Last week, the National Statistical Office of the Union government released the gross domestic product (GDP) estimates for the second quarter of this fiscal year. As usual, the data was released well after the trading day had closed, at 5:30 pm. On the same day, the latest print for the core sector was made public — that too after the close of business. This is followed as a norm with many important data results. Inflation numbers too tend to be issued very late. The government seems to believe that it is necessary to do so in order to minimise trading around the new information. But is that how a mature economy behaves? The reasons behind such decisions should be re-examined, and a rational approach be taken. Such analysis would no doubt demonstrate that timely data release is far more in the national interest than the current procedures. Rather than preventing speculation around data releases, the current system simply disadvantages Indian investors. Most important markets elsewhere are open at 5:30 pm IST, and thus everyone in the world can adjust to new information before Indian investors do. Surely creating a systemic disadvantage for the Indian financial markets is not the intent of the government.
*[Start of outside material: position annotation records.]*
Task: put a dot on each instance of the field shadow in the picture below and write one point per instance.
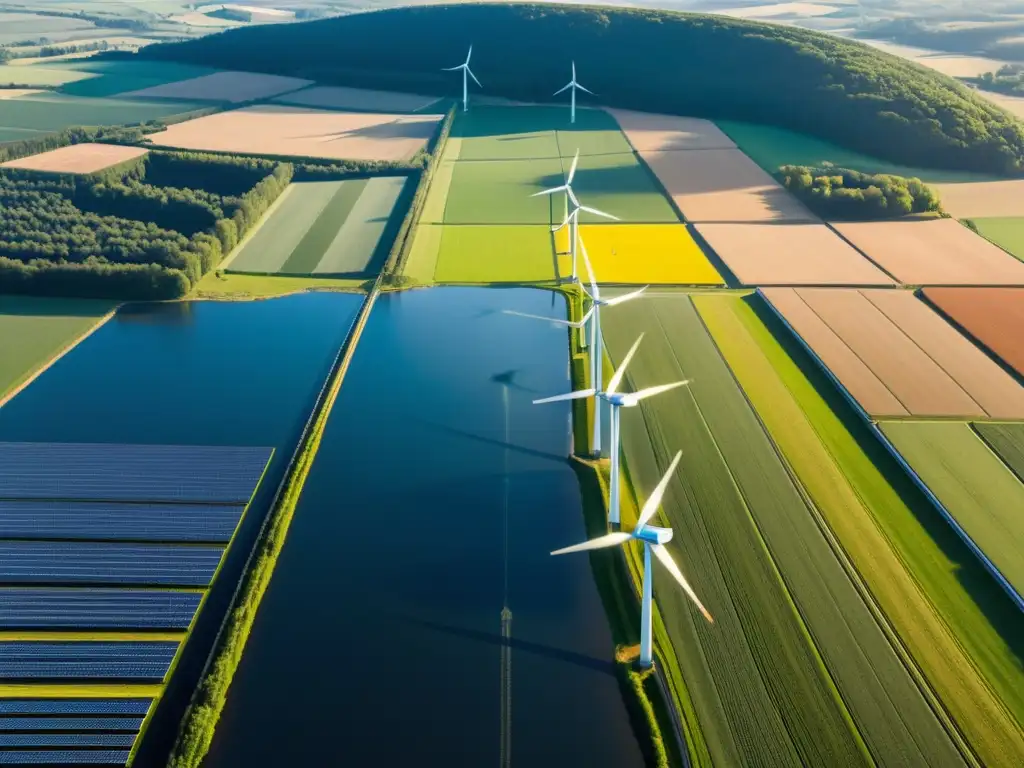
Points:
(995, 604)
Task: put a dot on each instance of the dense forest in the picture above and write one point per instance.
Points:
(653, 60)
(842, 194)
(147, 229)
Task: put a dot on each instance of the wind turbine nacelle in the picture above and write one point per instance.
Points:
(653, 535)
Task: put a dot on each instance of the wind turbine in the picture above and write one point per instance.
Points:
(616, 401)
(653, 539)
(465, 82)
(574, 86)
(572, 217)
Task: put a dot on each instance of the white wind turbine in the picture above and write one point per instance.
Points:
(653, 539)
(572, 217)
(465, 82)
(574, 86)
(616, 401)
(593, 315)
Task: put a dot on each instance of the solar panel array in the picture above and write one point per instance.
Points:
(111, 521)
(201, 474)
(104, 538)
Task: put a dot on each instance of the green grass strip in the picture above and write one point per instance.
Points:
(310, 249)
(957, 626)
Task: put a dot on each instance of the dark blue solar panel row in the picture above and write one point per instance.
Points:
(25, 723)
(66, 739)
(95, 608)
(75, 706)
(82, 660)
(132, 473)
(75, 562)
(118, 521)
(64, 757)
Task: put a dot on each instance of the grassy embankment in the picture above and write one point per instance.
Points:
(201, 719)
(35, 333)
(951, 625)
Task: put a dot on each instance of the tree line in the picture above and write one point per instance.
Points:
(842, 194)
(712, 67)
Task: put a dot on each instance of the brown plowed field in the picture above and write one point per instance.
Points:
(274, 129)
(664, 132)
(77, 159)
(233, 87)
(924, 364)
(791, 255)
(982, 199)
(936, 252)
(993, 315)
(723, 185)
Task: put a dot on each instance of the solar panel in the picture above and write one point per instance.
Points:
(70, 724)
(65, 757)
(208, 474)
(118, 521)
(75, 562)
(96, 608)
(67, 739)
(75, 706)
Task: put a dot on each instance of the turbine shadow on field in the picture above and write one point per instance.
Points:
(987, 595)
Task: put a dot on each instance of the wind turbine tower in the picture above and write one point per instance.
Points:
(466, 74)
(653, 539)
(572, 87)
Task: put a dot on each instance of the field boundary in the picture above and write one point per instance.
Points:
(199, 724)
(24, 384)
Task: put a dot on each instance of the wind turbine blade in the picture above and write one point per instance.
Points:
(552, 190)
(599, 213)
(654, 500)
(643, 394)
(602, 542)
(616, 378)
(663, 554)
(624, 297)
(576, 162)
(578, 395)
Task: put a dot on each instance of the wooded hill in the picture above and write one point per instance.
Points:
(645, 59)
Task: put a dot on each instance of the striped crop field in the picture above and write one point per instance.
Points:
(972, 483)
(325, 228)
(796, 670)
(647, 254)
(958, 628)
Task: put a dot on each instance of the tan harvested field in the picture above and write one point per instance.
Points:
(649, 132)
(791, 255)
(332, 97)
(723, 185)
(273, 129)
(936, 252)
(896, 356)
(982, 199)
(993, 315)
(77, 159)
(232, 87)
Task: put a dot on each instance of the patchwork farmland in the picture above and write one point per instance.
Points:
(325, 228)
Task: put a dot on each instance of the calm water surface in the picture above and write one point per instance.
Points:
(196, 373)
(379, 639)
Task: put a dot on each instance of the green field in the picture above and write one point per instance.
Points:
(977, 488)
(957, 626)
(1008, 441)
(795, 671)
(53, 112)
(325, 228)
(772, 147)
(34, 330)
(1007, 232)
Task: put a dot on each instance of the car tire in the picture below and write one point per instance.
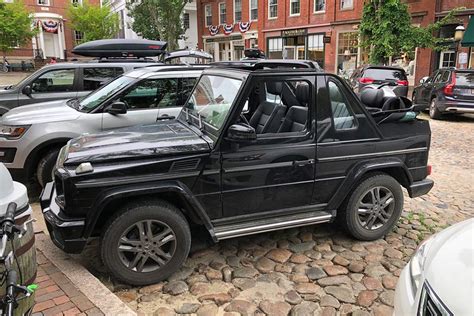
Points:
(357, 222)
(45, 167)
(434, 111)
(131, 258)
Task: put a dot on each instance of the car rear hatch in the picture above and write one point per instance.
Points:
(463, 88)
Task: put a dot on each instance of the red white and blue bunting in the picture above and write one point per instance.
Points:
(228, 28)
(50, 26)
(213, 29)
(244, 26)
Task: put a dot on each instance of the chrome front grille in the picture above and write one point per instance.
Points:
(430, 304)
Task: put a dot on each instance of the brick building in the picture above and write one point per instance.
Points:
(55, 38)
(322, 30)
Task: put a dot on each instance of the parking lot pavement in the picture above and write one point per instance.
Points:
(317, 269)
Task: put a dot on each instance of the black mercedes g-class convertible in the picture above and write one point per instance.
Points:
(261, 147)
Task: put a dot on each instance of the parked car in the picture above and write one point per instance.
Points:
(447, 90)
(31, 136)
(438, 280)
(250, 152)
(375, 75)
(22, 246)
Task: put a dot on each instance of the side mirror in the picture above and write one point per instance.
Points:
(27, 90)
(118, 107)
(241, 133)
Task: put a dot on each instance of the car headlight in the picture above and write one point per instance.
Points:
(417, 263)
(12, 132)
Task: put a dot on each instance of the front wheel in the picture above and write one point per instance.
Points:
(373, 208)
(145, 243)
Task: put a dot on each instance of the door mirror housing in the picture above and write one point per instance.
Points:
(241, 133)
(118, 107)
(27, 90)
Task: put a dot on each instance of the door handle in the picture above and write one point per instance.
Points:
(165, 117)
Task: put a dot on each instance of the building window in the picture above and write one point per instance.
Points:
(347, 52)
(295, 7)
(346, 4)
(272, 9)
(208, 14)
(237, 11)
(186, 20)
(222, 13)
(78, 37)
(316, 49)
(253, 10)
(275, 48)
(319, 5)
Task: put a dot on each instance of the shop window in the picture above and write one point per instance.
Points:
(347, 53)
(295, 7)
(253, 10)
(275, 48)
(272, 9)
(222, 13)
(319, 5)
(316, 49)
(237, 11)
(208, 14)
(347, 4)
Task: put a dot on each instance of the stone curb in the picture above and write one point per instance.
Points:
(95, 291)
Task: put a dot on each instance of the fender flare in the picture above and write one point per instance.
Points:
(108, 196)
(359, 170)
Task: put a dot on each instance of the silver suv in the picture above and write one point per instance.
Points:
(31, 136)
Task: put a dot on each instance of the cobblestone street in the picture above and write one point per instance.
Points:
(316, 270)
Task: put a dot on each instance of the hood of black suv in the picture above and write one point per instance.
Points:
(146, 141)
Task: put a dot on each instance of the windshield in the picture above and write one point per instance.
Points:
(211, 101)
(94, 99)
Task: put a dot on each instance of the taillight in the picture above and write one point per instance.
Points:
(448, 89)
(402, 82)
(366, 80)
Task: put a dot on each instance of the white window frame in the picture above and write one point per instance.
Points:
(291, 5)
(319, 11)
(205, 14)
(241, 11)
(220, 13)
(346, 8)
(269, 9)
(250, 10)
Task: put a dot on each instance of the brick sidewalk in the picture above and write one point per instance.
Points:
(56, 295)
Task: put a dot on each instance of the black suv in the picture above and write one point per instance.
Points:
(447, 90)
(253, 150)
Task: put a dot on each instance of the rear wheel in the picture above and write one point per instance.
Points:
(373, 208)
(145, 243)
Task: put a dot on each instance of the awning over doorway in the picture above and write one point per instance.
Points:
(468, 39)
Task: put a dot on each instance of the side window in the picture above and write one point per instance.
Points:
(61, 80)
(93, 78)
(342, 114)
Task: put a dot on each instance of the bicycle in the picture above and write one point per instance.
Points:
(8, 232)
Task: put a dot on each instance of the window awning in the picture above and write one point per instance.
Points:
(468, 39)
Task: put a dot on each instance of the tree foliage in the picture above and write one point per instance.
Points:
(16, 25)
(158, 20)
(94, 21)
(386, 30)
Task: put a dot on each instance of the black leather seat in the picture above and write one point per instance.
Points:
(268, 115)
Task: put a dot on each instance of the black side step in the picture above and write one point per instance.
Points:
(269, 224)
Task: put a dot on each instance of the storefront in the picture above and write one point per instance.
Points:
(297, 44)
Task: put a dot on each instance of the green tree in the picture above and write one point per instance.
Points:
(94, 21)
(158, 20)
(16, 26)
(386, 30)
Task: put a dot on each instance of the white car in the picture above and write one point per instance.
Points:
(439, 279)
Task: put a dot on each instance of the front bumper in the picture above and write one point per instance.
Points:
(66, 233)
(420, 188)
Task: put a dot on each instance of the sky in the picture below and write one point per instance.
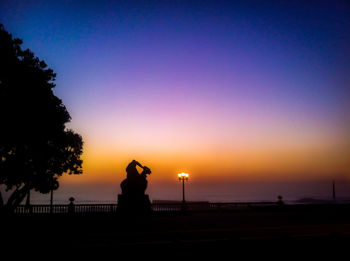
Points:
(242, 95)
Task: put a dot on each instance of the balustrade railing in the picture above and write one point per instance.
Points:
(156, 207)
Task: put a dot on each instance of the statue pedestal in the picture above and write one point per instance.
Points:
(134, 204)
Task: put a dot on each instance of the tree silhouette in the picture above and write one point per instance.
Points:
(36, 148)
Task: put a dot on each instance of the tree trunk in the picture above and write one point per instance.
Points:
(16, 198)
(1, 201)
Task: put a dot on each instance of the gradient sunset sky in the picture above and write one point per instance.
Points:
(228, 91)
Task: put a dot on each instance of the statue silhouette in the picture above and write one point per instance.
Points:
(133, 197)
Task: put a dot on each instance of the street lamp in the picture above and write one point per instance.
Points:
(183, 177)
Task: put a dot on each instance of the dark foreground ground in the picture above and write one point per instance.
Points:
(316, 229)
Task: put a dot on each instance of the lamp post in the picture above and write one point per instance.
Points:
(182, 178)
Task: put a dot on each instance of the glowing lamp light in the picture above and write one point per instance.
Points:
(183, 176)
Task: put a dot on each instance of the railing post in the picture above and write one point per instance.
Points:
(71, 206)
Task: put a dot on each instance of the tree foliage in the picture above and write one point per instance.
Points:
(36, 148)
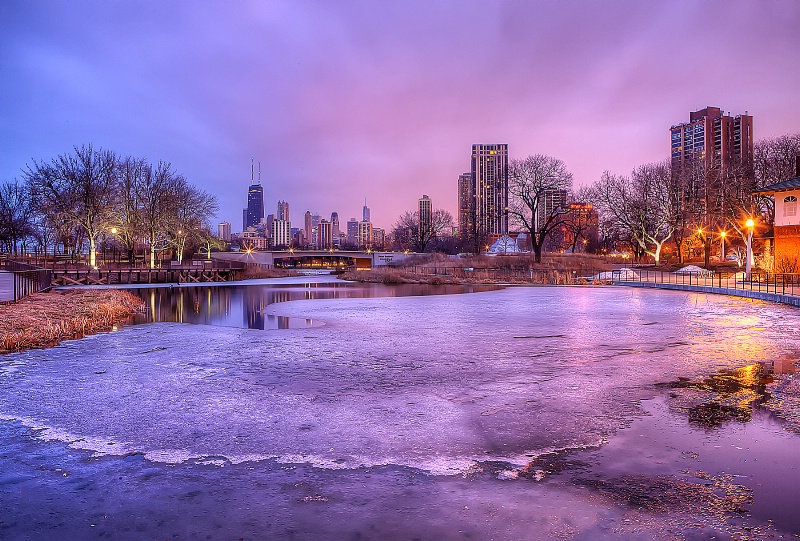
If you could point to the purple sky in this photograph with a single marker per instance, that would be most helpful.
(342, 100)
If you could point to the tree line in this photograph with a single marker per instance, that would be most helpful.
(83, 197)
(654, 206)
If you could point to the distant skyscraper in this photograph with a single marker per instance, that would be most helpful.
(283, 211)
(710, 144)
(490, 186)
(324, 235)
(335, 226)
(255, 200)
(425, 211)
(365, 212)
(352, 232)
(268, 222)
(308, 228)
(224, 231)
(281, 233)
(552, 201)
(365, 239)
(714, 138)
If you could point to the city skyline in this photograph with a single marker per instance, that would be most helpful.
(604, 99)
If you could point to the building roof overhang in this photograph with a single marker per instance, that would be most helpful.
(786, 185)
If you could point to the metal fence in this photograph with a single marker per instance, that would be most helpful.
(26, 279)
(764, 282)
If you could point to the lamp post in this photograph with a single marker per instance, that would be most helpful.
(749, 265)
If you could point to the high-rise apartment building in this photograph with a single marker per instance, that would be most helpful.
(308, 228)
(281, 233)
(490, 186)
(425, 212)
(324, 238)
(335, 227)
(378, 238)
(552, 201)
(702, 152)
(466, 205)
(224, 231)
(352, 232)
(365, 235)
(365, 217)
(713, 138)
(283, 211)
(255, 200)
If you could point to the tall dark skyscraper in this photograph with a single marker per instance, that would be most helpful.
(490, 188)
(283, 210)
(707, 147)
(255, 199)
(335, 226)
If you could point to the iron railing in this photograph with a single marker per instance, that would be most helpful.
(765, 282)
(27, 279)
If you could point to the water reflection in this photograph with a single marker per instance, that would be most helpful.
(243, 306)
(728, 395)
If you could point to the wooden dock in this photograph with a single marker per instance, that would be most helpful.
(79, 277)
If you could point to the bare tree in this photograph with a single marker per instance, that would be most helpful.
(531, 182)
(641, 204)
(207, 242)
(16, 216)
(413, 234)
(773, 162)
(125, 225)
(79, 189)
(194, 208)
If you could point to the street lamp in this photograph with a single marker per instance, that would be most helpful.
(749, 266)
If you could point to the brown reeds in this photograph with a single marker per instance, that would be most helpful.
(45, 319)
(254, 272)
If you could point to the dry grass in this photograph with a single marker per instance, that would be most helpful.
(550, 261)
(253, 272)
(45, 319)
(389, 276)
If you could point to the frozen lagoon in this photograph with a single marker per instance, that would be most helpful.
(483, 416)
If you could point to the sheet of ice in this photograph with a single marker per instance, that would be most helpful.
(436, 383)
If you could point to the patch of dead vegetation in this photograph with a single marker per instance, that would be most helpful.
(45, 319)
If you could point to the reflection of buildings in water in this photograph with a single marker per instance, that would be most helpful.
(786, 365)
(253, 310)
(187, 305)
(220, 305)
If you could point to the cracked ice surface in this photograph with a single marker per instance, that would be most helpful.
(436, 383)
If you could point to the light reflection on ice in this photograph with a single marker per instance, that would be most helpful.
(435, 383)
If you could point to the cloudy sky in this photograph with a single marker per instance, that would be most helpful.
(342, 100)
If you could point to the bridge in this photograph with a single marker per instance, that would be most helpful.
(312, 259)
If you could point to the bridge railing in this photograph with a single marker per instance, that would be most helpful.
(26, 279)
(782, 283)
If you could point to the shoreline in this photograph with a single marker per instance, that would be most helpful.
(43, 320)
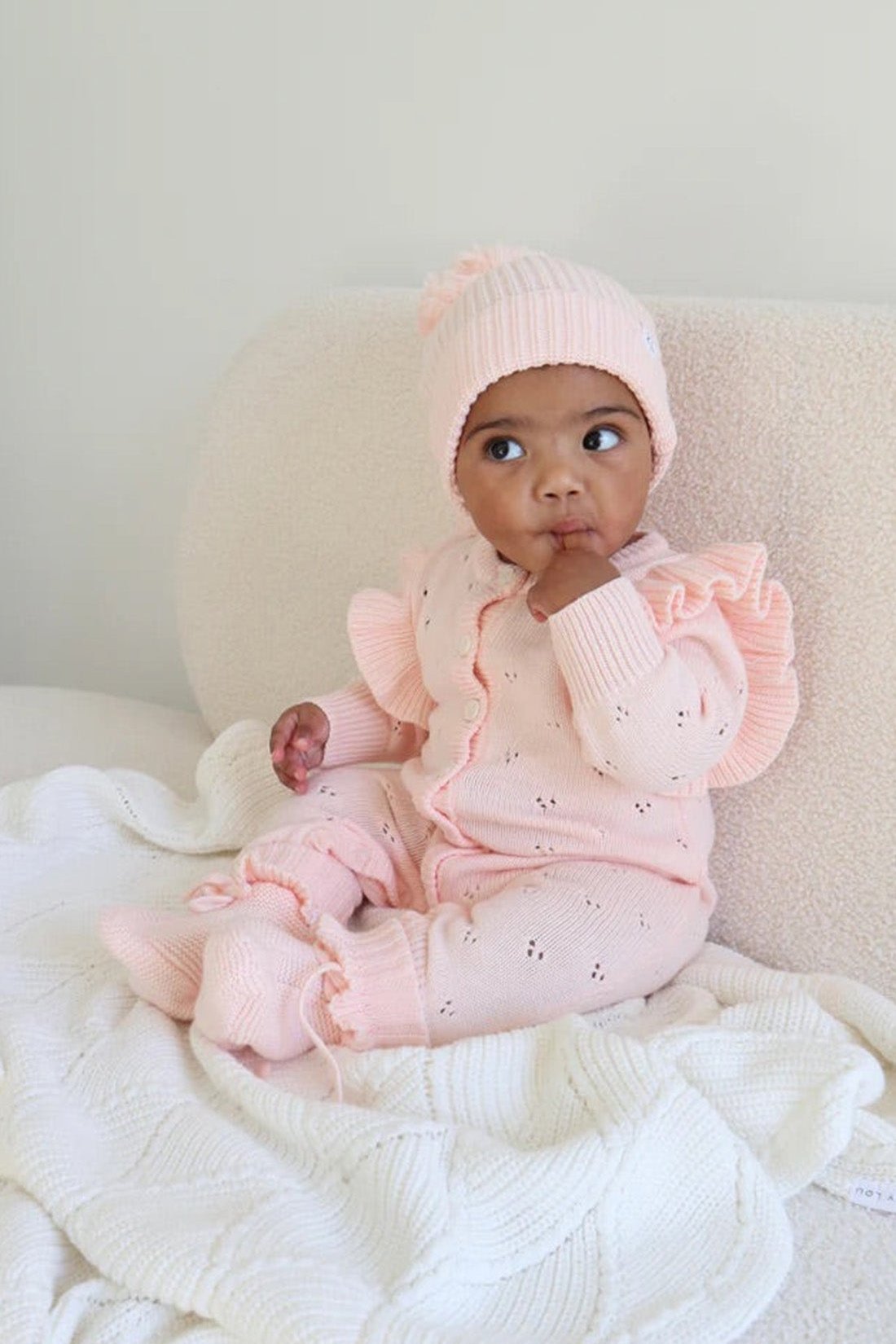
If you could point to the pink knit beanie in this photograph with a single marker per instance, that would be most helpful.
(501, 310)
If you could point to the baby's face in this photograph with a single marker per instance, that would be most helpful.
(570, 444)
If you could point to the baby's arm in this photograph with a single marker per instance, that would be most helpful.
(651, 711)
(362, 731)
(345, 727)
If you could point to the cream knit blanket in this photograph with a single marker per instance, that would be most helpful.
(610, 1179)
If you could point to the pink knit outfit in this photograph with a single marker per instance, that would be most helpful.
(544, 845)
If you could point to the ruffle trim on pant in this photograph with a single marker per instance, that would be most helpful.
(374, 999)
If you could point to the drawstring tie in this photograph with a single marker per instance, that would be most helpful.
(316, 1039)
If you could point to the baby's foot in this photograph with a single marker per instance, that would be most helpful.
(252, 988)
(163, 949)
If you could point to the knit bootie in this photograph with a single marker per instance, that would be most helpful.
(163, 949)
(254, 977)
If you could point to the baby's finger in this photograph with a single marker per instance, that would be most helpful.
(281, 734)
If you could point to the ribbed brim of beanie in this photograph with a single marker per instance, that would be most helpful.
(503, 310)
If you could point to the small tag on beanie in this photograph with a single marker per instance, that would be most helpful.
(651, 341)
(875, 1194)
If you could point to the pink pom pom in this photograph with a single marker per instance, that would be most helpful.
(444, 287)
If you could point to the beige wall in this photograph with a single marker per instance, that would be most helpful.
(180, 169)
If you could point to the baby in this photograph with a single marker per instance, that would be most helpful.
(560, 691)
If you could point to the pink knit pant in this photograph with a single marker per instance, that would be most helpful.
(434, 942)
(496, 941)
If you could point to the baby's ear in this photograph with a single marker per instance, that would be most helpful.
(444, 287)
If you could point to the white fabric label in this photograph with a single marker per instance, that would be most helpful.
(875, 1194)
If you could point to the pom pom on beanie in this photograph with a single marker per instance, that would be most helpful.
(505, 308)
(444, 287)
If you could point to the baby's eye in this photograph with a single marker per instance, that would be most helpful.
(500, 449)
(593, 438)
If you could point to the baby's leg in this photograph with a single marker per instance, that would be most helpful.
(335, 845)
(573, 937)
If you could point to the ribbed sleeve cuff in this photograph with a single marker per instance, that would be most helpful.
(374, 1000)
(360, 730)
(604, 640)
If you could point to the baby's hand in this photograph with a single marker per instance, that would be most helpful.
(297, 744)
(573, 572)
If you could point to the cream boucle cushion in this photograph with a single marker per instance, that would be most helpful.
(314, 477)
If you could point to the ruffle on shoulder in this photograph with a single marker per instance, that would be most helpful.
(380, 630)
(759, 613)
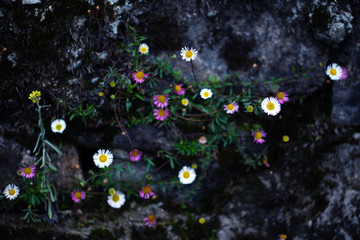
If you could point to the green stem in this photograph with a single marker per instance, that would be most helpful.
(192, 68)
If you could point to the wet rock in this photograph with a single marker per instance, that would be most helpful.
(160, 138)
(69, 168)
(29, 2)
(330, 23)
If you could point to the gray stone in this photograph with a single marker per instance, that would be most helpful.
(29, 2)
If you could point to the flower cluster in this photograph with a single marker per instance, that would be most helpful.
(35, 96)
(335, 72)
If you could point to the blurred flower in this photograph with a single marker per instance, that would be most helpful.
(202, 220)
(103, 158)
(250, 108)
(282, 97)
(344, 74)
(179, 90)
(11, 191)
(286, 138)
(58, 125)
(139, 76)
(188, 54)
(135, 155)
(112, 191)
(146, 192)
(161, 100)
(143, 48)
(206, 93)
(116, 200)
(258, 135)
(35, 96)
(282, 237)
(76, 195)
(266, 163)
(150, 220)
(28, 172)
(187, 175)
(334, 71)
(185, 102)
(202, 140)
(271, 106)
(161, 114)
(231, 107)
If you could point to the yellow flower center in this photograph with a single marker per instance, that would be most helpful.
(230, 106)
(280, 95)
(250, 108)
(161, 113)
(102, 158)
(186, 174)
(139, 75)
(134, 153)
(146, 190)
(188, 54)
(258, 135)
(77, 195)
(27, 170)
(177, 88)
(115, 197)
(270, 106)
(161, 98)
(151, 218)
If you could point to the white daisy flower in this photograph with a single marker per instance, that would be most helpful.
(185, 102)
(11, 191)
(143, 48)
(116, 200)
(187, 175)
(206, 93)
(188, 54)
(103, 158)
(271, 106)
(58, 125)
(334, 71)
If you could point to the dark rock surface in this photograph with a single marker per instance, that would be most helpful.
(311, 190)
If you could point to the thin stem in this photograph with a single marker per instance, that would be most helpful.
(192, 68)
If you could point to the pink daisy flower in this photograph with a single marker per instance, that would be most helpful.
(151, 219)
(231, 107)
(139, 76)
(282, 97)
(146, 192)
(28, 172)
(344, 73)
(161, 100)
(258, 135)
(179, 90)
(76, 195)
(135, 155)
(161, 114)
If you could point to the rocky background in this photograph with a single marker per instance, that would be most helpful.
(311, 190)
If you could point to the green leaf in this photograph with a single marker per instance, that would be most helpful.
(130, 170)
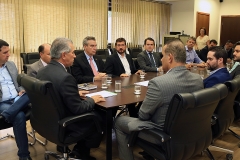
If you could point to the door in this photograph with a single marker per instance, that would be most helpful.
(230, 29)
(202, 21)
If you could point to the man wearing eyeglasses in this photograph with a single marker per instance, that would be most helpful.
(87, 66)
(236, 57)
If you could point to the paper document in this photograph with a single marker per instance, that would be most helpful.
(143, 83)
(104, 94)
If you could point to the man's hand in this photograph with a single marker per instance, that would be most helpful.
(99, 76)
(98, 98)
(21, 92)
(83, 93)
(124, 75)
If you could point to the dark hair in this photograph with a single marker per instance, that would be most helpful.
(120, 40)
(150, 39)
(229, 41)
(205, 31)
(177, 49)
(3, 43)
(213, 41)
(219, 52)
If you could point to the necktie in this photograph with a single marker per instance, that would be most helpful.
(93, 67)
(151, 59)
(234, 66)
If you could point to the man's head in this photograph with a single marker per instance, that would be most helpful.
(228, 45)
(62, 50)
(236, 53)
(149, 44)
(4, 52)
(174, 54)
(212, 43)
(216, 58)
(44, 52)
(90, 45)
(191, 42)
(120, 45)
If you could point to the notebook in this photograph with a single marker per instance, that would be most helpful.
(87, 86)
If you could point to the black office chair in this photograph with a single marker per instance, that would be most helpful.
(48, 116)
(187, 129)
(134, 51)
(224, 115)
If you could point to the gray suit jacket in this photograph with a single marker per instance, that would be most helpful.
(159, 94)
(145, 63)
(33, 68)
(12, 69)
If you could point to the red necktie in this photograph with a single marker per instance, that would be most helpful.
(93, 67)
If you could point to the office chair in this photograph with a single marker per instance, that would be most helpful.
(187, 129)
(224, 115)
(48, 116)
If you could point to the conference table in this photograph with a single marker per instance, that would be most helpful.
(126, 96)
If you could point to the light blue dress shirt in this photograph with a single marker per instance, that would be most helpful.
(8, 89)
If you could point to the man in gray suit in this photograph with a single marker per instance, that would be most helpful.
(45, 58)
(149, 60)
(159, 94)
(13, 101)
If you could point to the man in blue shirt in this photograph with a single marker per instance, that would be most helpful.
(216, 63)
(13, 100)
(191, 55)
One major problem of releasing data so late in the day is that proper analysis cannot be conducted by the news media, either by daily newspapers that go to press at night, or by primetime news bulletins on television. Aside from important and regular data like GDP numbers, even vital longer-term data releases such as the Periodic Labour Force Survey, or PLFS, were released late in the day, causing them to be barely covered in the news. The government’s statistical organs are not the only agencies responsible for this error in communication strategy. The Reserve Bank of India (RBI) is no better. It released its state finance report so late this year that most newspapers could not even cover it the next day. In a year when state finances are in stress, this was clearly not the best thing to do.
The fact that such caution about data releases is completely unwarranted is demonstrated by one regular decision most likely to move the markets, the RBI’s monetary policy, is indeed made public during working hours. That includes a lengthy press conference. This has led to no negative consequences at all. For that matter, the Union Budget too has been moved from the traditional time of 5:30 pm — set during colonial rule to coincide with the presentation of the United Kingdom’s budget in Westminster — to earlier in the day. If traders can be trusted to respond properly to the information contained in the Union Budget, surely timely GDP numbers are not capable of destabilising the system? Every other data release and report from the Government of India and the RBI should follow the same rules as the Union Budget and monetary policy. Ideally, in fact, wherever necessary they should be accompanied by a press conference in which the details are elucidated and the statisticians’ and officials’ guidance about the data is made clear. Efforts should also be made to standardise the format in which the data is released. A uniform system of data in English should be required, including from state governments. State finances do not get the attention they deserve because of a lack of uniformity.